Polyphosphate (polyP) is a linear polymer of a few to many hundreds of phosphate (Pi) residues linked by high-energy phosphoanhydride bonds. This ubiquitous polymer is found in bacteria, protists, and mammalian cells, and probably predates living cells. In bacteria, polyP accumulates in volutin or metachromatic granules, which are equivalent to acidocalcisomes. In eukaryotic cells, polyP is present in different compartments, including the cytosol, nucleus, lysosomes, and mitochondria, but is preferentially accumulated in acidic vacuoles such as the yeast vacuole and acidocalcisomes.

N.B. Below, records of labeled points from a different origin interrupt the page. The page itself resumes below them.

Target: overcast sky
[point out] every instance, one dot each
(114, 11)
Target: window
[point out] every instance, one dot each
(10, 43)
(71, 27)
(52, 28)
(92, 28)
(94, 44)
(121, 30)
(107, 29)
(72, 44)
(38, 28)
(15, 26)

Acidocalcisomes were first described in trypanosomes and later found in Apicomplexan parasites, algae, slime molds, fungi, eggs of different origins, and human cells. These organelles were originally described as acidic compartments storing high concentrations of calcium, and later work found that they are highly enriched in polyP. As the description of acidocalcisomes progressed over the years, it was found that they are similar to the volutin or metachromic granules described in bacteria and are now considered to be the only organelles maintained over evolutionary time from bacteria to human cells.
The function of polyP has been studied mainly in prokaryotes: as a Pi store, an energy source to replace ATP, in cation sequestration and storage, in cell membrane formation and function, in gene transcription control, in regulation of enzyme activities, in response to stress and stationary phase, and in the structure of channels and pumps. PolyP is also important in the physiological adjustments of bacteria to growth, development, stress, and deprivation; its role in biofilm development, quorum sensing, and virulence, as well as in long-term survival and expression of virulence factors.
PolyP, which in bacteria is mainly of long-chain type (>300 and up to 1,000 Pi residues), has been reported to be important for virulence of different bacteria, such as Salmonella spp., Shigella flexneri, Vibrio cholerae, Neisseria meningitidis, Pseudomonas aeruginosa, and Mycobacterium tuberculosis, but the mechanism involved is not known. It has also been reported that conditions that decrease the levels of polyP in parasites such as T. brucei, T. gondii, or L. major reduce their pathogenicity. Whether this is due to osmotic fragility of the parasites as a result of changes in polyP levels that impact their ability to grow in vivo, making the immune response against them more successful, or to a role of polyP in modulating the immune response is not yet known.
PolyP has been found in bacterial to human cells and has been reported to be important for virulence of different bacteria and a number of parasites, including those that cause toxoplasmosis, African trypanosomiasis, and leishmaniasis. Even more exciting are the findings about the role of polyP in cancer metastasis, blood coagulation, inflammation, and innate immunity. For example, a significant finding is that enzymes involved in polyP metabolism could be excellent targets for drug design not only against bacteria and parasites but also for regulation of important physiological and pathological processes such as coagulation, inflammation, innate immunity, and thrombosis.